Борис почувствовал это, и ему стало совестно, что его гнедая где-то мечется с оборванным поводком, а он стоит здесь – не пришей к плечу рукав.
– Да, – сказал Борис, – раньше такого…
– Так это что, – оживился верхний сосед. – У меня на лестничной площадке пацанчик. Сашка. Пятнадцать лет. В переходе на скрипке шпарит. Но он, я тебе скажу – бог, второй Паганини. Откуда чего берется? На той неделе подкатывает к этому переходу «Джип», из него вылезают два мордоворота, хватают Саньку под белые локти и кидают в машину вместе с его дешевой скрипкой. Тот, конечно, чуть не обмочился с перепугу: пацан же. Привозят его куда-то за город на волыну. Кругом – крутые, девки полуголые. Ну и главный говорит:
– Поиграй мне, Саша, что-то для души. А я тебя не обижу. Ну Санек достал свою деревяшку и давай выводить крендели. Играл до тех пор, пока центральный «крутой» не зарыдал. Так вот они и слились в экстазе: Шура играет, а «браток» слезу катит одну за другой. Повеселились они таким совместным образом и все. Натолкали Сашке «зеленых» во все карманы и привезли прямо к мамаше, папаше. Еще и скрипку по дороге ему классную купили. Вот, земляк, какие развороты бывают.

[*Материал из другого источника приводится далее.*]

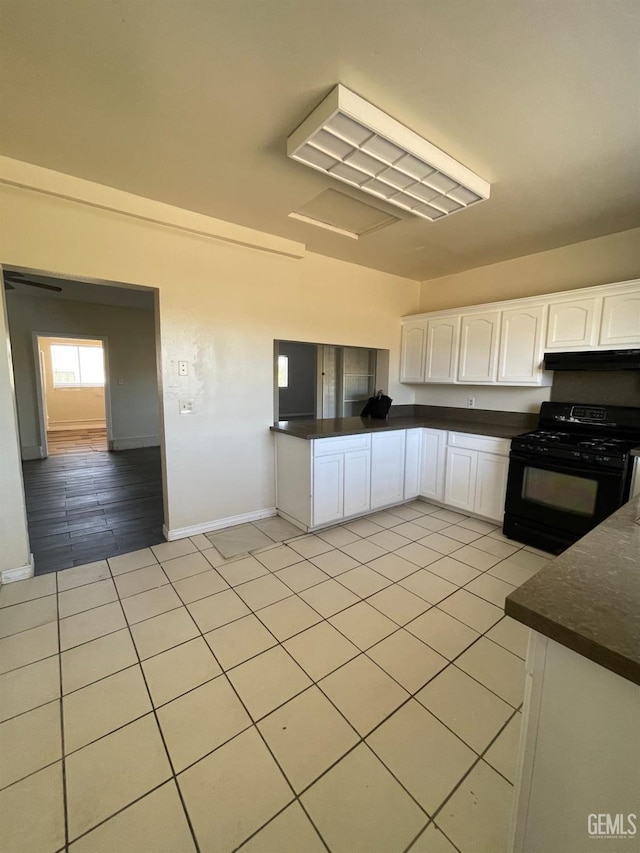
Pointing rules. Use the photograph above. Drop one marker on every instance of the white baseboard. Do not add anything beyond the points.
(34, 452)
(134, 441)
(62, 426)
(19, 574)
(210, 526)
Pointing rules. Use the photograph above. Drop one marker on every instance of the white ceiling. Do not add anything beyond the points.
(190, 102)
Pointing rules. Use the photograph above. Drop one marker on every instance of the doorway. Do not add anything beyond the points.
(325, 381)
(74, 394)
(98, 493)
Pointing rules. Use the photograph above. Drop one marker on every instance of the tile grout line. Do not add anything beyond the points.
(65, 804)
(326, 619)
(160, 731)
(362, 739)
(254, 725)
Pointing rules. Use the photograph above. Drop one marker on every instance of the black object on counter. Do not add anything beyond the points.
(377, 407)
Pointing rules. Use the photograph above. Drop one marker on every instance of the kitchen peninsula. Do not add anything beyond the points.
(340, 468)
(580, 747)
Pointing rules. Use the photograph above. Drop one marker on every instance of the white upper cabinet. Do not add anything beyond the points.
(621, 320)
(414, 337)
(441, 357)
(521, 337)
(572, 325)
(479, 348)
(503, 343)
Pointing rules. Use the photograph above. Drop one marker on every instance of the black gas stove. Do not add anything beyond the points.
(606, 452)
(569, 474)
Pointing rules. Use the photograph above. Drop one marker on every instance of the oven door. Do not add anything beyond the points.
(570, 499)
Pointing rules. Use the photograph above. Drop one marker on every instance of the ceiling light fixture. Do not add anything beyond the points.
(349, 139)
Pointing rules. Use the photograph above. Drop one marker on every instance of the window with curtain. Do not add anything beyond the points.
(77, 366)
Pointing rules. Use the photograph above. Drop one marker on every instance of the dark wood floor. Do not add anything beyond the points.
(83, 507)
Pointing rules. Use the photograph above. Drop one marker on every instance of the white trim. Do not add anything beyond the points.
(296, 522)
(209, 526)
(133, 441)
(30, 177)
(592, 291)
(35, 451)
(19, 574)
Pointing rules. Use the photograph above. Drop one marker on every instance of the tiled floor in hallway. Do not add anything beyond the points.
(357, 690)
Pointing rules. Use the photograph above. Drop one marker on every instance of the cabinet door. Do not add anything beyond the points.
(521, 345)
(414, 336)
(412, 463)
(491, 485)
(572, 324)
(460, 478)
(432, 464)
(357, 482)
(328, 488)
(441, 359)
(621, 320)
(387, 468)
(479, 348)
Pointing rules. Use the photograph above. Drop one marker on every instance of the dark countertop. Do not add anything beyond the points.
(588, 598)
(477, 421)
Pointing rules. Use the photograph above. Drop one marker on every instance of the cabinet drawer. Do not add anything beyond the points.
(486, 443)
(341, 444)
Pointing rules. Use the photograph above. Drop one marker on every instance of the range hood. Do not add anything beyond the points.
(619, 359)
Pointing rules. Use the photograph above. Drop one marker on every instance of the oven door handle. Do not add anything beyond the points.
(564, 467)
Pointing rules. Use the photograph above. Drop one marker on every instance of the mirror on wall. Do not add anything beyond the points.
(325, 381)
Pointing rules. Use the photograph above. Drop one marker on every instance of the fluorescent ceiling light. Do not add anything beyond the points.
(349, 139)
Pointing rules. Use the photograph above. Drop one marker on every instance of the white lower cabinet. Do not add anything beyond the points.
(412, 459)
(491, 485)
(387, 467)
(357, 482)
(579, 756)
(476, 474)
(328, 488)
(323, 481)
(341, 478)
(432, 463)
(460, 479)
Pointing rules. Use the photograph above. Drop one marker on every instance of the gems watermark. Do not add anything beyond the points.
(611, 826)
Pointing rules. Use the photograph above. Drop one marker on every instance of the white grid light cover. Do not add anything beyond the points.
(351, 140)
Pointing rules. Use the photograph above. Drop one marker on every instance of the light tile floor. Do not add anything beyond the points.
(354, 690)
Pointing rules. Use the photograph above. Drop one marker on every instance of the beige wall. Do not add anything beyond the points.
(220, 308)
(130, 358)
(69, 408)
(600, 261)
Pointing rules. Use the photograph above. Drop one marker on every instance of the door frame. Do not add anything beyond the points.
(158, 345)
(42, 424)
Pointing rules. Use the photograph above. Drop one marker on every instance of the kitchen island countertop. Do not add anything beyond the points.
(496, 424)
(588, 598)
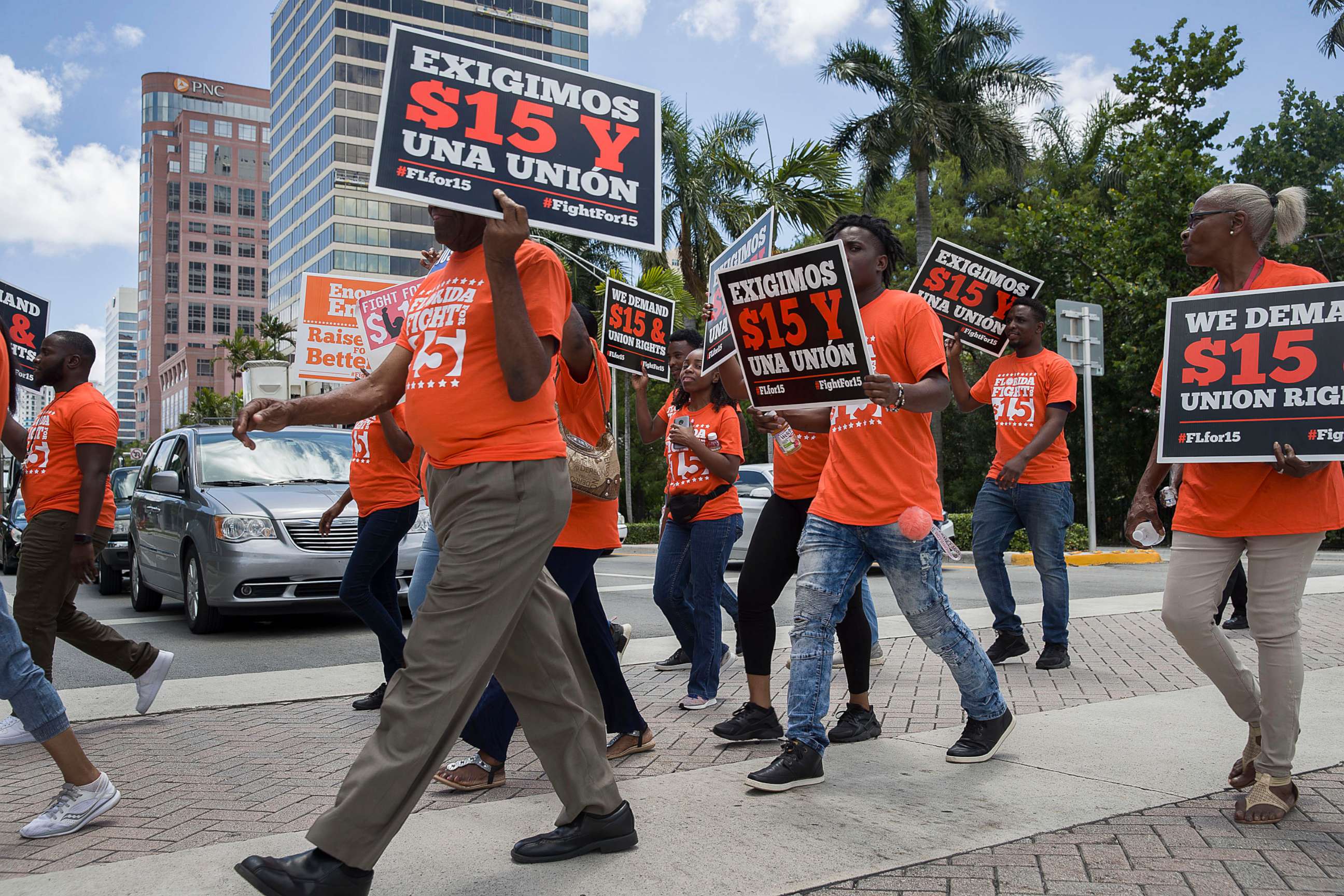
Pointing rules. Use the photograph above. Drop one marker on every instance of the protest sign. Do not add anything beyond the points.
(582, 153)
(972, 295)
(24, 320)
(331, 344)
(757, 242)
(1245, 370)
(797, 331)
(636, 326)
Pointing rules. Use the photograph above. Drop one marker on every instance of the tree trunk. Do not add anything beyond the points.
(924, 242)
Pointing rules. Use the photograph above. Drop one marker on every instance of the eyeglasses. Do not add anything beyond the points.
(1195, 215)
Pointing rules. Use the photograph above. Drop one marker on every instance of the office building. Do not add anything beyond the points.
(205, 234)
(327, 74)
(119, 359)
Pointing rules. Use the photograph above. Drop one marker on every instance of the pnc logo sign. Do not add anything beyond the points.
(183, 85)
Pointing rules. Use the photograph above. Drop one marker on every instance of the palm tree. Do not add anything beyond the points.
(949, 90)
(1334, 39)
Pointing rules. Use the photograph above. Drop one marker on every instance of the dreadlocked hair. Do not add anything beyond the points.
(879, 228)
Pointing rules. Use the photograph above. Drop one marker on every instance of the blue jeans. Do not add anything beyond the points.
(24, 685)
(832, 559)
(1045, 510)
(689, 589)
(369, 586)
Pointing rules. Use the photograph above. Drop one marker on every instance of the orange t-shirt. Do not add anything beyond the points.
(1019, 389)
(884, 464)
(796, 476)
(720, 429)
(584, 408)
(457, 405)
(1240, 500)
(378, 479)
(51, 473)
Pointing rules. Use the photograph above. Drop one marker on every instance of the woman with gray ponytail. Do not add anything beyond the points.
(1277, 512)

– Да… – задумчиво согласился Борис. Он представил себе шустрого паренька с торчащим вихром на затылке и веснушками на щеках, который слышит звуки вышины и умеет извлечь их из дешевого инструмента.

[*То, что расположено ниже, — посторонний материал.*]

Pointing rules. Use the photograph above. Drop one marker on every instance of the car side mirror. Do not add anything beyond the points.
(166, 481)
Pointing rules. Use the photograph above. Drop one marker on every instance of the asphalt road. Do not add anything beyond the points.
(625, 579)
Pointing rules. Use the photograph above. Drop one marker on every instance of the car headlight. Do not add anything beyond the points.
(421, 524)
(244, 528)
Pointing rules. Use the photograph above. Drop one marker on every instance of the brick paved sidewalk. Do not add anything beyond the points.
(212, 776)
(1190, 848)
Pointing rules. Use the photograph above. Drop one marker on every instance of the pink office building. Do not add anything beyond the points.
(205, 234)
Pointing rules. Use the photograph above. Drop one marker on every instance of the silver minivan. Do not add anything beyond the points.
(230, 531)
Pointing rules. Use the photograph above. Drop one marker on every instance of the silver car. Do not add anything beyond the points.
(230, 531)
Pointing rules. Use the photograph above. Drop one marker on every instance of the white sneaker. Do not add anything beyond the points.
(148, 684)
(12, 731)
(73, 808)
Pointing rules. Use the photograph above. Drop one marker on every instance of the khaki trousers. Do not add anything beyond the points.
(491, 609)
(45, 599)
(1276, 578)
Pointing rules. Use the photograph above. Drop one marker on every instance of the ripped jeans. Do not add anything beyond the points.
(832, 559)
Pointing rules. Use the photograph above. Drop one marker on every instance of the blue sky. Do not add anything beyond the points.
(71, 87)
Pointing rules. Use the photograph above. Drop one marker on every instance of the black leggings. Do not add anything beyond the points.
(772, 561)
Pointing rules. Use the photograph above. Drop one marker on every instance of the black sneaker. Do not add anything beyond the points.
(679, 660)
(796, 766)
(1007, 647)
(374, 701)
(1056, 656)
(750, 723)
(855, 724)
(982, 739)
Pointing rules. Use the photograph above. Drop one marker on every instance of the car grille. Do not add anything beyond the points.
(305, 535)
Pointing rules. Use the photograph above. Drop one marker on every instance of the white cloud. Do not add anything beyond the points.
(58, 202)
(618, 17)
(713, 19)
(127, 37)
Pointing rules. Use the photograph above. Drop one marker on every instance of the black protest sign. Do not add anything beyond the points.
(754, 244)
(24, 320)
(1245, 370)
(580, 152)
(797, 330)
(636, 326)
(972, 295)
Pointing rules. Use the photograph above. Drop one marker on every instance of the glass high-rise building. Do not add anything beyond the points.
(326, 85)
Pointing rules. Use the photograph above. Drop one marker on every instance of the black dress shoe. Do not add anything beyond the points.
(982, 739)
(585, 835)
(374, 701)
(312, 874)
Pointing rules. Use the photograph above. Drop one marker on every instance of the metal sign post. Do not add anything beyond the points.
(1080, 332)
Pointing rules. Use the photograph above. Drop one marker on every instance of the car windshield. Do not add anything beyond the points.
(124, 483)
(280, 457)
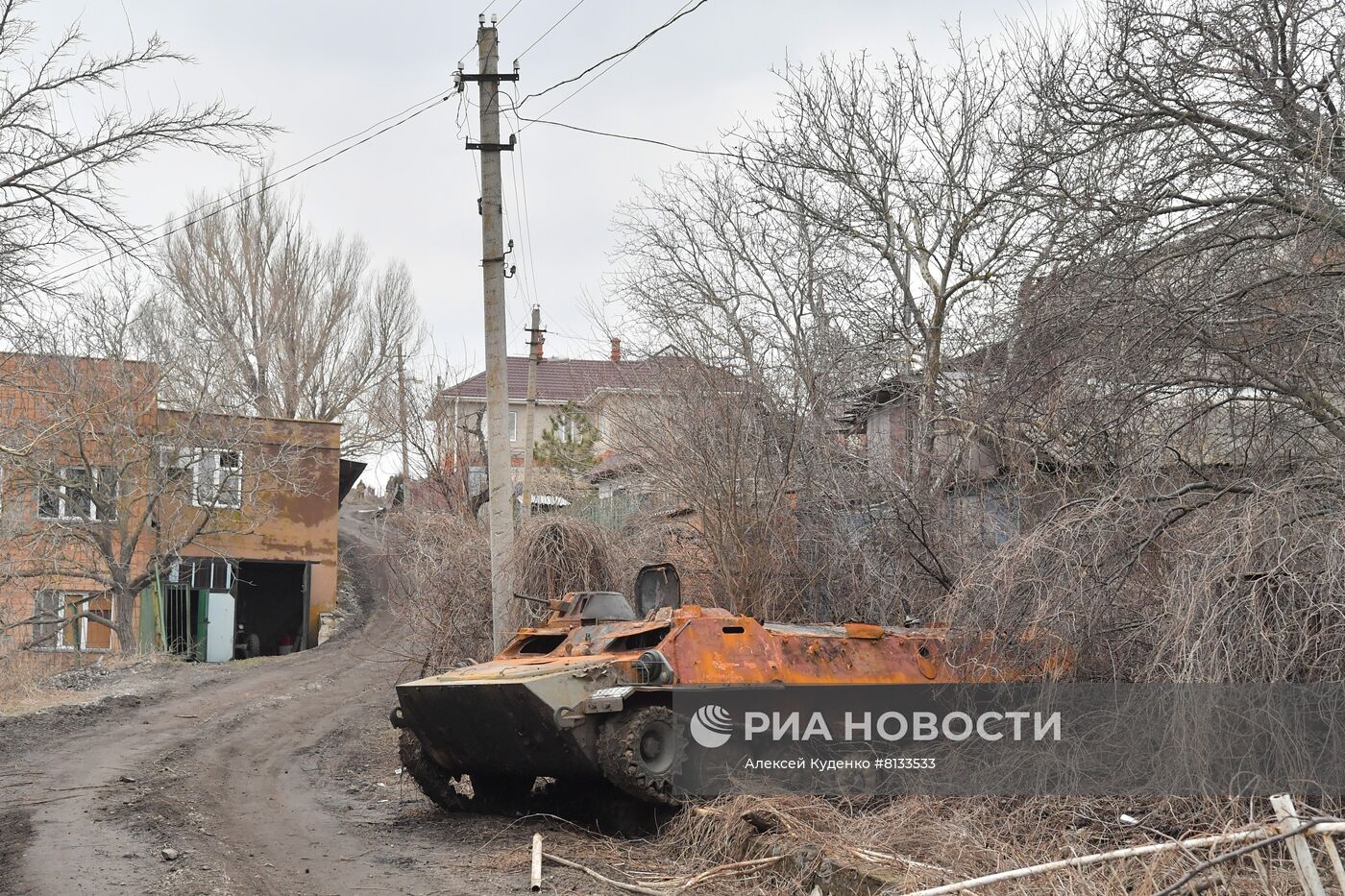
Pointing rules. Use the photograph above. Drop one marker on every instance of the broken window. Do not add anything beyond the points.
(53, 631)
(214, 475)
(80, 493)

– Так что и среди «братков» люди попадаются, – заключил свой рассказ сосед и направился по своим делам.
– Постой! – крикнул Борис. – Ты на каком этаже живешь?
– На четырнадцатом, – улыбнулся шофер. – Девяносто вторая квартира. Заходи. Пивка попьем.
Борис вынырнул из задумчивости, как из длинного подводного тоннеля – как-то крепко запал ему в душу скрипач-Саша, словно это жила-была сама совесть Бориса. Яркая вспышка высветила и самого себя, прилипшего к непомерно большому баяну с широкими ремнями. Ноги не доставали до пола и, босые, болтались на весу. Тщедушная фигура с костлявыми плечами. Он был похож на глупого, но любопытного котенка, трогающего лапой клавиши. Но и тогда уже этот ящик на коленях, таивший внутри себя громадную силу, издавал под пальцами Бориса нежные пионерские песни. И это было неизбывным счастьем, заслонившим многие пустые и опасные мальчишеские забавы. Тогда трудно, да и просто было невозможно заглянуть за ширму времени, увидеть свои ослепительные взлеты и глупейшее падение, с катастрофой, снежным обвалом, когда горы снега засыпали всю дорогу жизни, и где теперь копать – было неизвестно. И все-таки бытие, сверкающее прохладным солнцем, шипящее, как морской прибой, шинами авто, дразнящее красивыми женщинами, играющее рябью в ослепительно-черных лужах, напичканных пурпурными листьями, это бытие продолжало существовать, звать к чему-то, чего никогда не угадаешь за очередной чертой горизонта.